Latent space organization and HRG verification in ProtoCloud

(A) Evaluation of latent space disentanglement using the PBMC30K63 dataset. Comparison of single-cell integration benchmarking (scIB) metrics for the biological subspace (first-half latent space, z1) and the batch subspace (second-half latent space, z2). Metrics are grouped into biological conservation and batch correction categories. A score closer to 1 indicates better performance.

(B) Visualization of ProtoCloud latent representations of PBMC30K. UMAP projections show cell-type-specific clustering in z1 (left) and batch effects in z2 (right) of the latent space. Prototypes are represented by dots with black outlines.

(C) Visualization of ProtoCloud latent representations of PBMC30K. UMAP projections show the representation using all 3,000 HVGs (left) compared to the representation using the union of the top 30 HRGs of each cell type (right), resulting in 184 unique genes in total.

(D) Gene Ontology (GO) biological process enrichment analysis of HRGs across cell types in PBMC30K. The dot plot displays the top enriched pathways for each cell type.
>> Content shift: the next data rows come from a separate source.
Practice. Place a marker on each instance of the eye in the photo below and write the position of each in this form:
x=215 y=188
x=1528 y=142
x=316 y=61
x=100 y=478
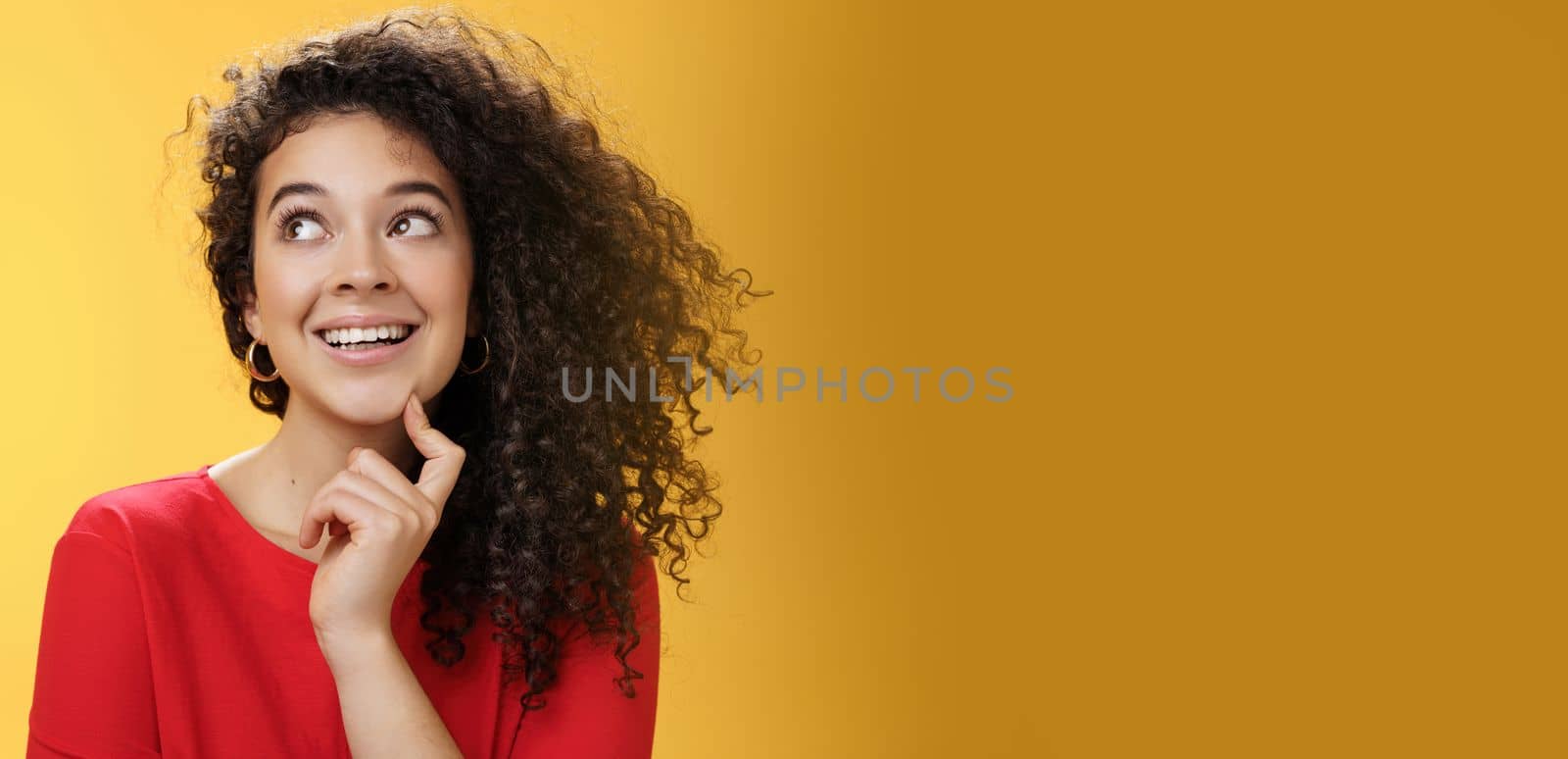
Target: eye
x=416 y=219
x=298 y=222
Dot size represents the number of HRGs associated with the pathway, and color indicates statistical significance.

(E) Cell type specificity of HRGs in PBMC30K. Heatmaps comparing row-normalized gene signature scores based on the top 15 HRGs across nine cell types. Diagonal elements (matching cell types) represent on-target specificity, where high values indicate relatively high expression in the respective cell type, while off-diagonal elements represent off-target expression.

(F) Quantitative comparison of gene specificity across three gene sets in PBMC30K. Violin plots display the distributions of Tau specificity scores for HRGs (top 20 per cell type, n = 120), canonical marker genes (n = 69), and randomly selected genes (n = 100). HRGs exhibit cell type specificity comparable to known markers, achieving a median Tau score of 0.828, while randomly selected genes show significantly lower specificity. Statistical significance was assessed using two-sided Mann-Whitney U test (ns, non-significant with p > 0.05 and ∗∗∗∗p ≤ 0.0001).
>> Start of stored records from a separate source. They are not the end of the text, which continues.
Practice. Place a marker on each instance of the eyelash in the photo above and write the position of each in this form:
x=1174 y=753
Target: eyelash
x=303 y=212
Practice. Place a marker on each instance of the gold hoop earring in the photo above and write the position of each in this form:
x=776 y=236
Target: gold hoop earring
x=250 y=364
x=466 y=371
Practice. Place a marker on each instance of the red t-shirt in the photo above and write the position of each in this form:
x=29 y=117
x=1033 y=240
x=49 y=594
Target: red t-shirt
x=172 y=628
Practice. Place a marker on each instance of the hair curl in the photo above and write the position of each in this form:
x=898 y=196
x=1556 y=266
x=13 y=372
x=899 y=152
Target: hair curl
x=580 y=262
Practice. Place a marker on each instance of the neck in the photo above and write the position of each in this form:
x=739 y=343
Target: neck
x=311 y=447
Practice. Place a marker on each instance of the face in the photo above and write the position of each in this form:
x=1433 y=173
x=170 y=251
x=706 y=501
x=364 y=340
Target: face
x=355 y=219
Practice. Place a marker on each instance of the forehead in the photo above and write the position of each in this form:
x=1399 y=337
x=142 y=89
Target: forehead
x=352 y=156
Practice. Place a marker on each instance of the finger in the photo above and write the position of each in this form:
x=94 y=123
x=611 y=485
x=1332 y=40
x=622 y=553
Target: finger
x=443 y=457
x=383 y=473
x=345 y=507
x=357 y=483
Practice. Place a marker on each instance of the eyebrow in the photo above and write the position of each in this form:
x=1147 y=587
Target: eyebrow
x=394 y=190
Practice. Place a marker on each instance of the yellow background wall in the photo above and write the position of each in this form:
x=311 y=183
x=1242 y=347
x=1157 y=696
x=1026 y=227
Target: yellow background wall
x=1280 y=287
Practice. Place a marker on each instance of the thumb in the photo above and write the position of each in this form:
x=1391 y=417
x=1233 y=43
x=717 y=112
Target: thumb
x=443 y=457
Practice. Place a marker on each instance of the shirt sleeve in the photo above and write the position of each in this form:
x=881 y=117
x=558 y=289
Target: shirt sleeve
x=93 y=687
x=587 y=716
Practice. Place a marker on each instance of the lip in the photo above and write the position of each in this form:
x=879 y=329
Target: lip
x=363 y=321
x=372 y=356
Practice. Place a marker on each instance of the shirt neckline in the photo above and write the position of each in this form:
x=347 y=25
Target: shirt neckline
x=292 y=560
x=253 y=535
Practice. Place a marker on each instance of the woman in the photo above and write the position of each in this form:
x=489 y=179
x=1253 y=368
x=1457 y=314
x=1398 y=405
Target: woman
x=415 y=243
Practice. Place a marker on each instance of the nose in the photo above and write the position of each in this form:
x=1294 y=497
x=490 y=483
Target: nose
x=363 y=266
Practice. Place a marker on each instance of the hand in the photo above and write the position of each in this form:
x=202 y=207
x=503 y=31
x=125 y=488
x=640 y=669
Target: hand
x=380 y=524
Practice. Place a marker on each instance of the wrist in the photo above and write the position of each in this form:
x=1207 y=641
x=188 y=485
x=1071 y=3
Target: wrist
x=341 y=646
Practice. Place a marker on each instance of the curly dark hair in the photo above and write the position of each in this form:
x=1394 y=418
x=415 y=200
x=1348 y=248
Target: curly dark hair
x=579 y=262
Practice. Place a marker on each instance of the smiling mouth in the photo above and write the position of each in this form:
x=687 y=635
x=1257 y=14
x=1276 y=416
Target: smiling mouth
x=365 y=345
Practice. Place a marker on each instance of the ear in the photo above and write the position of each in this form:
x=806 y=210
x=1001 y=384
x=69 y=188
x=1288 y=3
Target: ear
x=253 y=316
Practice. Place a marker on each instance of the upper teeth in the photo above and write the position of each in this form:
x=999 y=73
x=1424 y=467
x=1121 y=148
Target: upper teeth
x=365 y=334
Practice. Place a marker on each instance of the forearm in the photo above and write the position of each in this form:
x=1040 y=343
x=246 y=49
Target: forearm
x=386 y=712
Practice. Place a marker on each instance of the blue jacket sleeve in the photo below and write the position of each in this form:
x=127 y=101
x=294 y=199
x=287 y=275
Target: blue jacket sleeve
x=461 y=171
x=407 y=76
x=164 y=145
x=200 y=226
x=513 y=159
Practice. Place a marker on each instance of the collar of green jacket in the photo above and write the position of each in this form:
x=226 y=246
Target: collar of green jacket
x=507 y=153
(G) Expression profiles of the top ten B cell-specific HRGs in PBMC30K. The y axis lists the top ten B cell-specific HRGs in descending rank of relevance. Expression distributions of these top ten B cell-specific HRGs across cell types are shown. High expression in B cells (left column) contrasted with low expression in other cell types demonstrates strong cell type specificity.

(H) Expression profiles of the top differentially ranked HRGs between mature and naive B cells in the TSCA lung64 dataset. Differential expression significance was assessed using the Wilcoxon rank-sum test with Benjamini-Hochberg correction, denoted by asterisks (∗p ≤ 0.05 and ∗∗∗p ≤ 0.001).